Lavrov and Kerry ended 12 hours of talks in Geneva about Syria on Friday, but it is difficult to see what if anything of substance they achieved.
On the key political question – the Geneva peace process and the future of President Assad – they are as far apart as ever. The US continues to insist that President Assad must go as the inevitable of any peace settlement. The Russians say that is strictly for the Syrian people to decide. There was clearly no movement by either side on this issue.
A great part of the talks was devoted to the issue of supposedly separating the so-called “moderate rebels” from Jabhat Al-Nusra and ISIS, the better to allow the US and Russia to bomb both. The US supposedly provided the Russians with a list of who they say these “moderate rebels” are.
This was however supposedly agreed between the US and the Russians as long ago as February.

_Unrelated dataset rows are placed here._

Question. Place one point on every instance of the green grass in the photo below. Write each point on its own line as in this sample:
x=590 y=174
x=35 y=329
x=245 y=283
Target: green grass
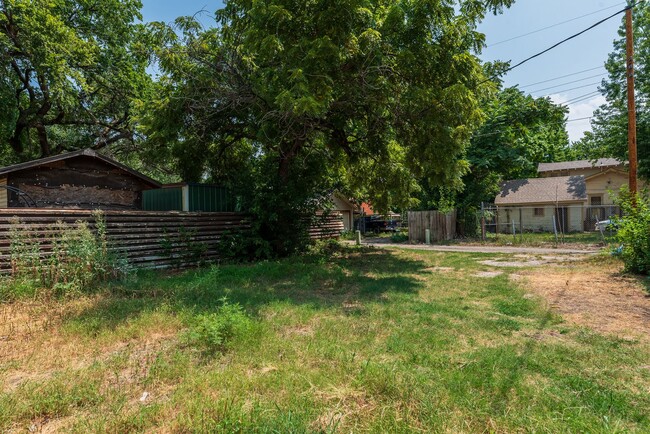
x=362 y=340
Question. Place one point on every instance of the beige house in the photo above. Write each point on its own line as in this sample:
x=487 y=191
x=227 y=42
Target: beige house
x=570 y=196
x=346 y=208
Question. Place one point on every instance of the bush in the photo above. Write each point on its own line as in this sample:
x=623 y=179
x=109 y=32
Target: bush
x=243 y=246
x=77 y=259
x=634 y=233
x=213 y=333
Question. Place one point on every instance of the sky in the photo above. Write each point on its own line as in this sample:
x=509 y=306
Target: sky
x=582 y=57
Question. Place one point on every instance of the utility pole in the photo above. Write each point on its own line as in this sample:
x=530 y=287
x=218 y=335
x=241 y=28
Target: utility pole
x=631 y=106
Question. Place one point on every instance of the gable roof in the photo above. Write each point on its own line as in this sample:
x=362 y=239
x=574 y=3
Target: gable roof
x=81 y=153
x=543 y=190
x=579 y=164
x=607 y=172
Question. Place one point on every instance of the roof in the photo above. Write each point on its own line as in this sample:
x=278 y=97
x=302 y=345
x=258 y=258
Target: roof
x=543 y=190
x=81 y=153
x=579 y=164
x=366 y=209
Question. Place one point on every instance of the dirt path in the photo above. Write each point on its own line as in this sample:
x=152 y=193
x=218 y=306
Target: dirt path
x=598 y=297
x=379 y=242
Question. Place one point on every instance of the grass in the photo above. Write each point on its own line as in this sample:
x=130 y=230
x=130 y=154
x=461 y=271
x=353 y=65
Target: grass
x=360 y=340
x=543 y=239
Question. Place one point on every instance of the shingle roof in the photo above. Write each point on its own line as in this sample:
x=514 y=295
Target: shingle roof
x=543 y=190
x=81 y=153
x=579 y=164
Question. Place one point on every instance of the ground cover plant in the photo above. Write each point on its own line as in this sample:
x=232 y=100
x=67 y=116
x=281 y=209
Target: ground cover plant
x=352 y=340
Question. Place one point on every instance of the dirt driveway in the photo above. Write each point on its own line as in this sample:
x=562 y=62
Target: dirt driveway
x=385 y=242
x=584 y=289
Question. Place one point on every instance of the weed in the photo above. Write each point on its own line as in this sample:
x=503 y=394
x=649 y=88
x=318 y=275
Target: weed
x=59 y=259
x=213 y=333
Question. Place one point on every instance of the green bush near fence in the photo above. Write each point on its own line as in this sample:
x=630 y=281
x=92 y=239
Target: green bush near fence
x=634 y=232
x=78 y=258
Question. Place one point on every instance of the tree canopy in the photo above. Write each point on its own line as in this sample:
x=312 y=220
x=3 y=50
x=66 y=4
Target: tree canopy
x=368 y=96
x=519 y=132
x=608 y=137
x=69 y=73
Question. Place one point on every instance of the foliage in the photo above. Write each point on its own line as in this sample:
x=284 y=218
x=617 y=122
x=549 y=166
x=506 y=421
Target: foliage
x=520 y=132
x=288 y=101
x=634 y=231
x=214 y=332
x=608 y=137
x=71 y=71
x=78 y=259
x=242 y=246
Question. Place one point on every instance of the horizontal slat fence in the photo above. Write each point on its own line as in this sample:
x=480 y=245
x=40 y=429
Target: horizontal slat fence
x=442 y=226
x=148 y=239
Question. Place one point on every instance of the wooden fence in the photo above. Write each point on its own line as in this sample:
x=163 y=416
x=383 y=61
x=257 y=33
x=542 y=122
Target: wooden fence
x=148 y=239
x=327 y=226
x=441 y=225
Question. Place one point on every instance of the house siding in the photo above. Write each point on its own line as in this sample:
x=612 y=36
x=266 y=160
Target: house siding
x=606 y=185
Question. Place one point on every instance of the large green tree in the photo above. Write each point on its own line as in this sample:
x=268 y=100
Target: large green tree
x=608 y=137
x=519 y=132
x=311 y=95
x=70 y=71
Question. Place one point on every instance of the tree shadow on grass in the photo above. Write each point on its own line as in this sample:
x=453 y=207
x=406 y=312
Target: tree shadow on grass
x=316 y=281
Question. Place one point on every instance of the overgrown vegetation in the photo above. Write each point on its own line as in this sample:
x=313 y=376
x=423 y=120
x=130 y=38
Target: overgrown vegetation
x=634 y=232
x=342 y=339
x=214 y=332
x=60 y=259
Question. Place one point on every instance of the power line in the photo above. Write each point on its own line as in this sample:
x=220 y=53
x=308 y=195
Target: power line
x=571 y=88
x=568 y=82
x=563 y=76
x=592 y=93
x=570 y=38
x=579 y=119
x=579 y=100
x=493 y=133
x=554 y=25
x=561 y=42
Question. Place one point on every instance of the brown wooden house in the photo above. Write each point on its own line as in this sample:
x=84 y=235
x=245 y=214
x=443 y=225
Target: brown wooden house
x=83 y=179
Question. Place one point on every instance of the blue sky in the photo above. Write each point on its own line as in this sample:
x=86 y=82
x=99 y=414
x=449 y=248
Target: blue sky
x=587 y=52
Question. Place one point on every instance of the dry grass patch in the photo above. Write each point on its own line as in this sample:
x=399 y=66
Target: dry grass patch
x=595 y=295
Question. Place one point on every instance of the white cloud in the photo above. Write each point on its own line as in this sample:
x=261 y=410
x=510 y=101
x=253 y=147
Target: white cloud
x=577 y=111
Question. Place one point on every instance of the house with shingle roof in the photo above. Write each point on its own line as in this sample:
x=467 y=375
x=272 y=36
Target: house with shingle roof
x=570 y=195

Here we are at the end of August still discussing the same question. There is no sign that the “moderate rebels” in Syria are prepared to separate or dissociate themselves from Jabhat Al-Nusra. On the contrary in the “Great Battle of Aleppo” – to a chorus of praise from the Western media – they are fighting ever more closely with each other.

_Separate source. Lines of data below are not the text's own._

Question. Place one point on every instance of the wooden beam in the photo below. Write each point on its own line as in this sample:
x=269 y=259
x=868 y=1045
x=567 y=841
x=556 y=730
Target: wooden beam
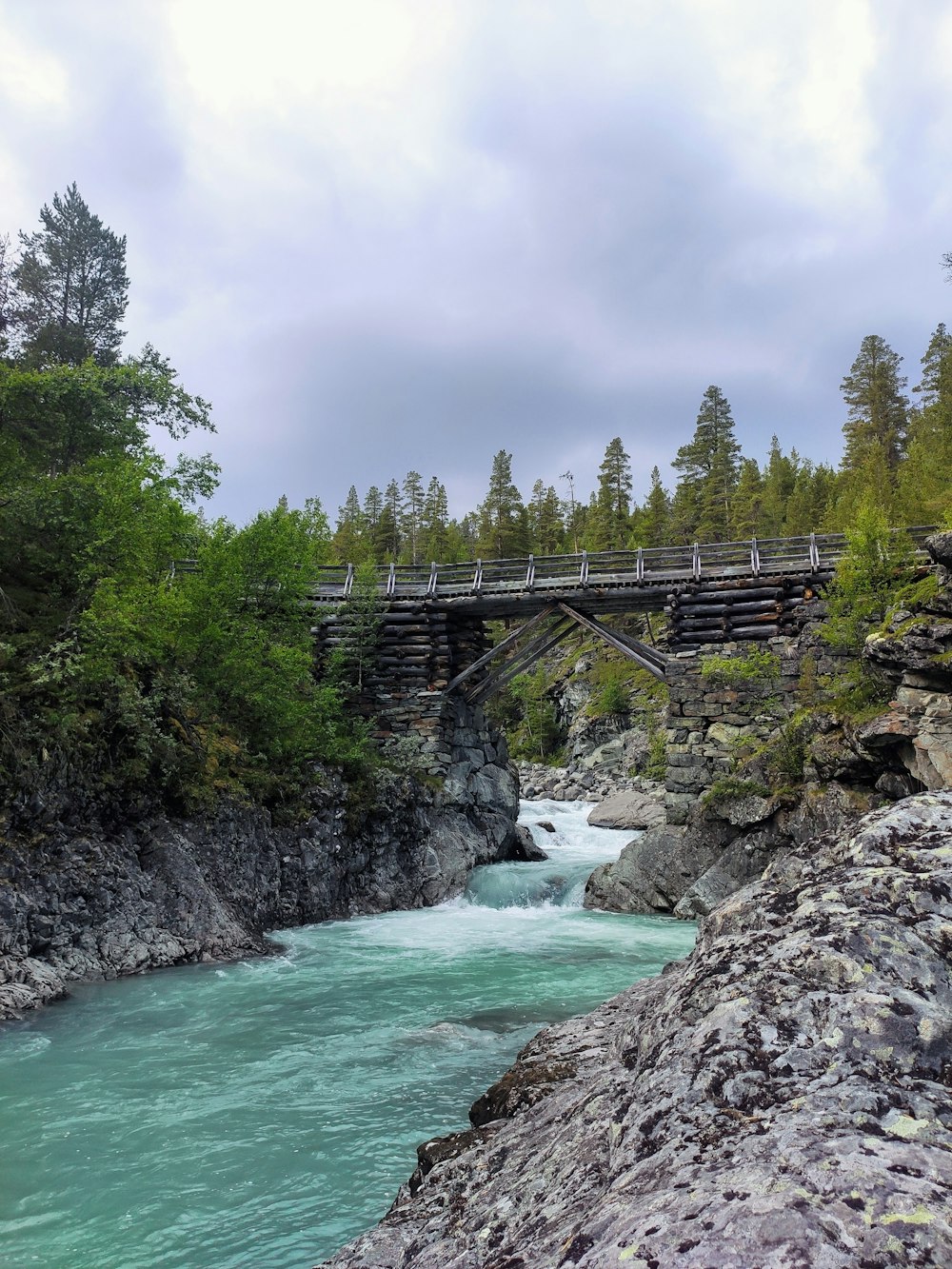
x=502 y=646
x=520 y=662
x=642 y=654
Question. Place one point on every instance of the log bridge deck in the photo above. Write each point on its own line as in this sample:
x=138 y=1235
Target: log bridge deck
x=433 y=617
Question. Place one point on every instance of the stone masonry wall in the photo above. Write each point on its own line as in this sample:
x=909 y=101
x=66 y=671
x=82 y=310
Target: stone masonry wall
x=710 y=723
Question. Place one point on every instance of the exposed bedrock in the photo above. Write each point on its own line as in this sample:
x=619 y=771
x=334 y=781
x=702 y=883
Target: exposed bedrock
x=779 y=1100
x=94 y=903
x=687 y=869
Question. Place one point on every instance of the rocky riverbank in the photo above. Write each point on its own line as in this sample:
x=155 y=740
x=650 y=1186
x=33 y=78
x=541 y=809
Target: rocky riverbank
x=87 y=903
x=780 y=1100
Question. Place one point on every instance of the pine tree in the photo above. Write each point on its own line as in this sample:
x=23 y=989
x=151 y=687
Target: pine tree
x=387 y=538
x=876 y=426
x=350 y=544
x=657 y=514
x=779 y=480
x=612 y=525
x=807 y=503
x=748 y=499
x=710 y=468
x=503 y=521
x=574 y=517
x=436 y=515
x=924 y=485
x=411 y=517
x=71 y=285
x=372 y=507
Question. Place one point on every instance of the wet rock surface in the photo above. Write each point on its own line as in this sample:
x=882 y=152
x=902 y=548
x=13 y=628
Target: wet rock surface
x=95 y=905
x=779 y=1100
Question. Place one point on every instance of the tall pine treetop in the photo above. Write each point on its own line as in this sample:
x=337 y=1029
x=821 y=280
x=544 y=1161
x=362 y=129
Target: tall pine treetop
x=72 y=288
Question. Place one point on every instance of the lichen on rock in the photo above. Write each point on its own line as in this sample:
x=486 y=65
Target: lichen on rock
x=779 y=1100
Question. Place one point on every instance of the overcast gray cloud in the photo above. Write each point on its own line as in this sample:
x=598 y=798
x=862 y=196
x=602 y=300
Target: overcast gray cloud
x=395 y=233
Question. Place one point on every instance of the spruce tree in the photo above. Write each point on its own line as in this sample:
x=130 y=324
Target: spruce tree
x=387 y=538
x=655 y=514
x=746 y=503
x=436 y=515
x=875 y=429
x=546 y=526
x=350 y=545
x=411 y=517
x=71 y=287
x=779 y=480
x=503 y=522
x=925 y=476
x=613 y=502
x=710 y=468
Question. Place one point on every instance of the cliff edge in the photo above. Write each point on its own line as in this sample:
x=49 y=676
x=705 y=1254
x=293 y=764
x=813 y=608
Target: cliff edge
x=781 y=1098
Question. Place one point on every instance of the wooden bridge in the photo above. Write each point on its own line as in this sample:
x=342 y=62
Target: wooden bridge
x=433 y=635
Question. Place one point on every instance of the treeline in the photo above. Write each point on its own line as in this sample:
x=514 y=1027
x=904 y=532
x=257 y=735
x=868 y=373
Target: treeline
x=898 y=457
x=120 y=689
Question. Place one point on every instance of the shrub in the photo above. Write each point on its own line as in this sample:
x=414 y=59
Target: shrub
x=754 y=666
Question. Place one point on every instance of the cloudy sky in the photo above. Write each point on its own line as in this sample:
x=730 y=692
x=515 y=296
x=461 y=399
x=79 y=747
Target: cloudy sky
x=385 y=235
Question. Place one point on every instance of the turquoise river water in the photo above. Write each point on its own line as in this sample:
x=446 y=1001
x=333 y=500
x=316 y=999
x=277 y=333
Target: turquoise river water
x=259 y=1115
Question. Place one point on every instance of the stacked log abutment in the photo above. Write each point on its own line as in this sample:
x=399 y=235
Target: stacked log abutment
x=400 y=663
x=753 y=609
x=714 y=719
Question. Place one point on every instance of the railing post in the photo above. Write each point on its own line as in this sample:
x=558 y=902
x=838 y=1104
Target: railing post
x=814 y=553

Better communications have supposedly been established between the Russian military command at Khmeimim air base in Syria and the US military command in Jordan. Whilst this is always welcome, it is not at all clear what it means in practice.

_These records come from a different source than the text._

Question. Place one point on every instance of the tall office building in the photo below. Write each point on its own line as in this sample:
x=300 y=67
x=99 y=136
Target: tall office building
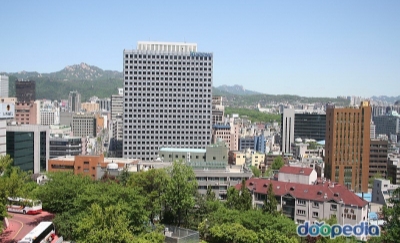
x=378 y=158
x=347 y=146
x=117 y=105
x=25 y=90
x=3 y=86
x=28 y=146
x=74 y=101
x=309 y=125
x=287 y=130
x=167 y=98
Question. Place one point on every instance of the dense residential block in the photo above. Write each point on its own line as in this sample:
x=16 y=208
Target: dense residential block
x=167 y=98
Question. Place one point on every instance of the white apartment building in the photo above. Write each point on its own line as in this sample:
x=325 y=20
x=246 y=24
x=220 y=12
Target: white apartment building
x=167 y=98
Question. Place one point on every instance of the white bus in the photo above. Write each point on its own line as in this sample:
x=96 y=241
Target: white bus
x=25 y=206
x=43 y=233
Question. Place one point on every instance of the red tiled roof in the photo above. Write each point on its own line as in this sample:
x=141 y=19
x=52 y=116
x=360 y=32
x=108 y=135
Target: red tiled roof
x=307 y=192
x=296 y=170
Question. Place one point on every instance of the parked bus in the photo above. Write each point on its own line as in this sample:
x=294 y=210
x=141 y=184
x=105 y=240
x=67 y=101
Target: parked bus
x=43 y=233
x=25 y=206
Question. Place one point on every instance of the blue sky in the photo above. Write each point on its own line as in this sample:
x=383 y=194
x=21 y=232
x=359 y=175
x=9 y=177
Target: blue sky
x=308 y=48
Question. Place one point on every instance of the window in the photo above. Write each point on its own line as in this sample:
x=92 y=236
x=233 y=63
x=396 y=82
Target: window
x=301 y=212
x=301 y=202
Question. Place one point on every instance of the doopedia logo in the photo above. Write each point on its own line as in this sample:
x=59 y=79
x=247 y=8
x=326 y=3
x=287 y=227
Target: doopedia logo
x=325 y=230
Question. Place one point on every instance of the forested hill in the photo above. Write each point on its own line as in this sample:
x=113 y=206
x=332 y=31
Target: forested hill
x=91 y=81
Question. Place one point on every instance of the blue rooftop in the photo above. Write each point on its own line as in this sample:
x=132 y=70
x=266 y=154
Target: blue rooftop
x=367 y=196
x=221 y=126
x=182 y=150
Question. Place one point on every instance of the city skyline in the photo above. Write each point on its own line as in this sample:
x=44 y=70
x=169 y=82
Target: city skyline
x=308 y=49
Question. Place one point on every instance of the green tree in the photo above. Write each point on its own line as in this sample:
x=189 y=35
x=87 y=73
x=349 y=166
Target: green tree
x=180 y=191
x=376 y=176
x=391 y=216
x=59 y=193
x=256 y=171
x=100 y=225
x=5 y=162
x=277 y=163
x=152 y=183
x=239 y=199
x=245 y=199
x=270 y=202
x=234 y=232
x=210 y=194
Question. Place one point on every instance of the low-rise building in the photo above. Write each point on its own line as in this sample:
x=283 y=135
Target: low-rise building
x=382 y=191
x=300 y=175
x=211 y=153
x=94 y=166
x=217 y=175
x=394 y=168
x=302 y=202
x=65 y=146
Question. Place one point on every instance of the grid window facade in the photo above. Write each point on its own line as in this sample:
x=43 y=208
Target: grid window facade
x=167 y=100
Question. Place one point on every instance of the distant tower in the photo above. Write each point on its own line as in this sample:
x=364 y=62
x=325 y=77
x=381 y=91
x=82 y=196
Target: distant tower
x=25 y=90
x=74 y=101
x=3 y=86
x=287 y=130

The Russians and the US politely agreed to differ on the Turkish capture of Jarablus. The US actively supports the move, providing air support to the Turkish troops and their Syrian rebel allies involved in the operation. The Russians point out – correctly – that the Turks and the US are acting illegally.
There was apparently much discussion about the technical aspects concerning the coordination between the Russian and US militaries in Syria. It is not clear why this had to involve the Foreign Ministers of the two countries, who are both civilian officials, and could not have been dealt with at a lower level, in discussions between the technical and military experts. In any event Lavrov has confirmed that full agreement on these technical issues was not reached and that more discussions between the technical and military experts will follow.
Lastly there was some agreement about providing humanitarian supplies to Aleppo, with the UN’s Staffan de Mistura involved in this part of the discussions. It appears that this agreement is based on de Mistura’s and the Russians’ proposals for 48 hour weekly ceasefires.
In the end when pressed to say what the meeting with Kerry had actually achieved, Lavrov could only say that
“It is an achievement that we have been able to reduce areas of misunderstanding and to reduce the level of mutual mistrust between the two countries.”
When a diplomat of Lavrov’s experience can only point to reducing “the areas of misunderstanding” and “the level of mutual distrust” as the “achievement” of a summit, then it is clear that on all the substantive issues there is complete deadlock.
Both countries continue to support their respective sides and are obviously not prepared to compromise either on that support or on the attainment of their mutually conflicting objectives. What they are doing is seeking to manage the conflict between them so as to prevent it from spiralling dangerously out of control. To what extent they can achieve even that is debatable, especially given that there are people in Washington who show no willingness to accept any restraint on their behaviour at all.
On the issue of achieving peace in Syria – or in any part of it – there is no sign of any progress at all.